Retour attendu des New Yorkais, auteurs de deux albums à la beauté inégalée.
Évidemment, sur « Hospice », le premier véritable album de The Antlers dans sa mouture actuelle, ça ne respirait pas la joie, puisqu’au centre de ce disque, il y avait la maladie et la mort. Mais rarement le récit d’une période difficile s’était révélé aussi poignant, textes et musique, sans faire dans le pathos ni le sensationnalisme morbide, illustrant à la perfection les émotions ressenties. « Burst Apart », le second album du groupe était la suite parfaite d' »Hospice », au propre comme au figuré. Sur le fond, c’était le récit d’un lent processus de reconstruction après la perte de l’être aimé, avec angoisses et frustrations, aussi bien sentimentales que sexuelles et, sur la forme, le groupe soulevait doucement la chape de mélancolie, sans rien céder dans le raffinement de ses arrangements ni la précision de son écriture. Ces deux albums ont créé un lien très fort entre le groupe et ses admirateurs, non seulement par leur qualité, mais aussi parce qu’ils représentent la raison d’être de tout processus créatif : aller puiser en soi et transformer ses états d’âme en énergie positive. Évidemment, ce lien place haut les attentes et on entre avec un brin de fébrilité dans « Familiars ».

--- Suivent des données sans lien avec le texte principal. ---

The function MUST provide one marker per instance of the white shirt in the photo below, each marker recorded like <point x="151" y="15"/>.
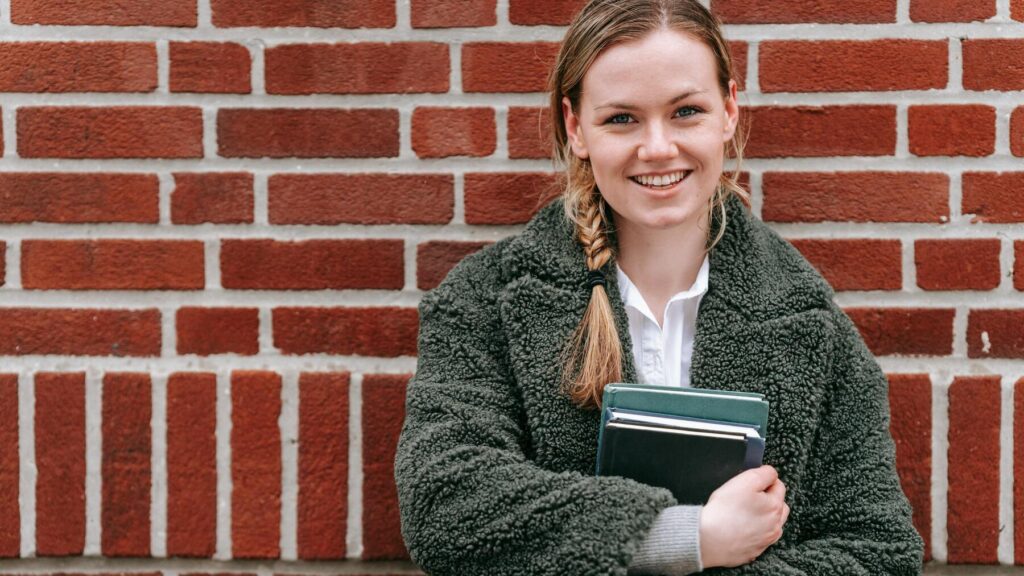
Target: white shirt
<point x="663" y="354"/>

Mais la première qualité de Peter Silberman, songwriter et âme du trio, c’est la constance. The Antlers ont beau avoir quitté Frenchkiss, leur label indé new-yorkais, pour signer avec une écurie sensiblement plus grosse, la démarche n’en est en rien affectée. Les textes de « Familiars » traitent de l’identité, de l’aptitude de chacun au bonheur ou pas, de la peur de ne pas se connaître suffisamment, d’abriter un autre qu’on ignore (Doppelganger). Un propos une fois encore en parfaite continuité avec les deux précédents albums. La perte est une épreuve dont il est dur de se remettre, mais quelle part de ce que l’on éprouve en est une conséquence directe et quelle part provient avant tout de ce que l’on est sur le fond ? Bien sûr, on peut considérer Peter Silberman comme un esprit torturé et rester hermétique à sa recherche incessante de catharsis, mais combien de grands artistes, présents ou passés, ont érigé une oeuvre forte en cultivant la légèreté ? Sans doute pas beaucoup.
Musicalement, The Antlers confirment leur prédilection pour les climats en clair obscur, avec une ambition un poil plus affirmée, les neuf morceaux de « Familiars » ne descendant que rarement sous les cinq minutes. Certes, sur « Burst Apart », le groupe avait davantage varié ses arrangements et ses dynamiques alors qu’il s’attelle ici à un travail de broderie autour d’un même tempo. Mais avec quel panache ! Sur chaque morceau, la ligne de percussions est impeccable, l’amalgame entre petits accords de guitare et de piano irréprochable. Le groupe donne en outre une touche jazzy soul à sa musique avec la présence d’une trompette bouchée du meilleur effet sur la plupart des morceaux. Quant à Peter Silberman, s’il avait pris, en tant que chanteur, une dimension supplémentaire sur « Burst Apart », « Familiars » est une consécration. C’est lui qui donne toute sa solennité à l’ouverture de l’album sur Palace, lui encore qui offre toute son ampleur aux magnifiques Intruders et Hotel, sans doute les plus belles pièces qui soient parvenues à nos oreilles cette année. Le groupe réussit enfin encore une fois un beau numéro d’équilibre entre morceaux à forte intensité dramatique et moments plus aérés (Director) sans jamais tomber dans le remplissage. Trois albums, autant de réussites majeures, le doute n’est plus permis : dans le club des meilleurs groupes actuels, The Antlers ont pris une sacrée place.